SSH key authentication at server side

I usually do ssh key authentication as follows:

  1. generate key on client pc (# ssh-keygen -t rsa)
  2. copy the key to server (using ssh-copy-id or by other means)
  3. access server from client PC.

I have seen AWS servers (Amazon web servers) provide a key during server creation, which the client can then use to login.

Now I have a server with me in which I want to generate keys and distribute it to my clients. Every one with that key must be able to access to the server.

  1. How can I achieve this?
  2. How should I name these keys I distribute to clients? Is it Public key?

Am I missing any theory about public/private key here?


Solution 1:

Amazon linux uses key-pair as you do, but distributes a private key.

So, if you generate the user on server side you should add as usual the public key on /home/your_user/.ssh/authorized_keys, then distribute the private key to your client.
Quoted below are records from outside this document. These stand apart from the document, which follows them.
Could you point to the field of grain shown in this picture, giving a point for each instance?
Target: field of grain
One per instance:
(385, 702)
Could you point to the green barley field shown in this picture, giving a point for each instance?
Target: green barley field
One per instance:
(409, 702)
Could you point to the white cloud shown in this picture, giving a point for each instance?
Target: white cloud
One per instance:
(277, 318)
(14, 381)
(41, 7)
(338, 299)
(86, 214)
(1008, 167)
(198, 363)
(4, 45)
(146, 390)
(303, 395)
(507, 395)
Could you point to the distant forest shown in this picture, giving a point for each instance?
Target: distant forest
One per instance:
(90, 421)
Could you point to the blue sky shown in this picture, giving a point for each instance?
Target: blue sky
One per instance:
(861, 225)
You should be aware of security concerns as "private keys are called private for a reason."

Solution 2:

Don't do this. If all your clients use the same keypair to access the server, and one of your clients leaves, you can't remove their access without cutting everyone off.

At least, get each client to generate their own keypair and send you the public key (which is also somewhat less insecure than you sending them a private key), then put all the public keys into the server's authorized_keys file. Better still, create each client their own user account on the server as well, and put each client's public key into the relevant user account's authorized_keys file.